As I pointed out in the comments section at another article on the topic of the melting Arctic, such discussion is far more better suited for a time of the year when the Arctic is not freezing up. http://asiasentinel.com/index.php?option=com_content&task=view&id=4893&Itemid=189
“ …. This is an emergency now.” Umm, no. Perhaps sometime next April or May. Try getting back to us then, Bill.
….and the rest of the dirty laundry…..
Not viewable from the UK 🙁
Looks like Nosferatu.
Anthony, by posting this on WUWT, you will at least double the views!
Like all squirrels he is really looking for the nuts. He will find some.
Why did I immediately see him in priest’s robs, worshipping Cthulhu?
For the life of me, I can’t understand why any rational adult takes this charlatan seriously. He’s truly an embarrassment, but the gullible (and habitually lazy) “mainstream” presstitutes take him seriously. They were made for each other.
With sagging readership and audiences, the establishment media has latched onto the climate change bogeyman as a convenient way to boost their declining bottom lines.
Robes.
Am surprised it warrants posting on the site here…
Sadly, not this WUWT reader. Apparently the video is not available to the UK. I am devastated!
/sarc
The elves in the trailer that preceded this ‘interview’ were more believable. And note that he has it every way. The interviewer virtually swooned at his brilliance in predicting a serious drought, or hurricane, or flood, or something. Sheeeesh. Obama voter for sure.
also, i managed to get it wrong about business week–the cover was in black letters, not yellow letters. and not even the makeup person could knock the shine off my forehead. you’re right, i’m not super good at this. thanks for the critique
Never take advice from an idiot.
Never!
(Oh the ironing!)?
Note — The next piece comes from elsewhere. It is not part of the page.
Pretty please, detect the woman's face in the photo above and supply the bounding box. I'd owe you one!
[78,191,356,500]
Ok–I can see that–hot press, ice melts, we all die. *Snort*.
Why don’t we just have the submarine Seaview fix it? If Richard Branson would just call Admiral Nelson and have him shoot a nuke at the Van Allen belt, we could control the climate!
Assemble a team of crack scientists like Gore, Hansen, Mann, …and what’s the guy’s name with the accordion??
What do we have to do, draw ’em a picture? Hey Josh…!?!